It's a great question and very few focus on stock selection for trading. Many do not use any criteria for selecting a stock for trading. They simply start trading based on what others are trading or a stock that's going up. There's hardly any basis for stock selection for trading.
Therefore, it would be a good idea to set a few ground rules for stock selection as far as trading is concerned.
- First of all, do not select the stocks which are worthy of investment. For trading you need different kind of stocks.
- For trading, you should not select stocks which are in either secular uptrend or outright downtrend. The reason is that you want to buy and sell them again and again which is not possible in the case of stocks which are going in only one direction.
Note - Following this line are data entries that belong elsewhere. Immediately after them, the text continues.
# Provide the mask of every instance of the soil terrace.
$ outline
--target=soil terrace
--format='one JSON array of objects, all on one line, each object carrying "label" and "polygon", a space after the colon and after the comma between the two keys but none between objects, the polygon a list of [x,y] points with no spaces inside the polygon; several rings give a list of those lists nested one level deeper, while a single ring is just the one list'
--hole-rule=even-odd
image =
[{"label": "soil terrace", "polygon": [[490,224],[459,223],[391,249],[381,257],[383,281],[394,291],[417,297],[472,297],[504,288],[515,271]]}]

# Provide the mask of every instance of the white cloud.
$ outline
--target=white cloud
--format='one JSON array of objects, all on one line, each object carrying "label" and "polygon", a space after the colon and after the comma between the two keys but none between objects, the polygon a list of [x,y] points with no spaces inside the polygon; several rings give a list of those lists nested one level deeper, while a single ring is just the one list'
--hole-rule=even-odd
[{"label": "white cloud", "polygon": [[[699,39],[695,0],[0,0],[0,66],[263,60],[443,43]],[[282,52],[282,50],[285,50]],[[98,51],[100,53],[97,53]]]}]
- So you need stocks which are in a trading range. Take the case of SBI. For the past one year or more, it is stuck in a trading range of 250 of 320. So you can trade SBI between these two price points. Buy at 250 and sell around 100. Repeat.
- The other ground rule is that it has to be a fundamentally sound stock because it should come back after it breaks down. Stocks like Kwality and RCom can make your cry after they break and don't come back to the levels from where you buy them.
- How to find out where to buy and sell? Use technical analysis. Study the chart and identify the support and resistance levels. Buy near support and sell near resistance. If it continues to remain a trading range for some time. You can make a lot of money following this strategy.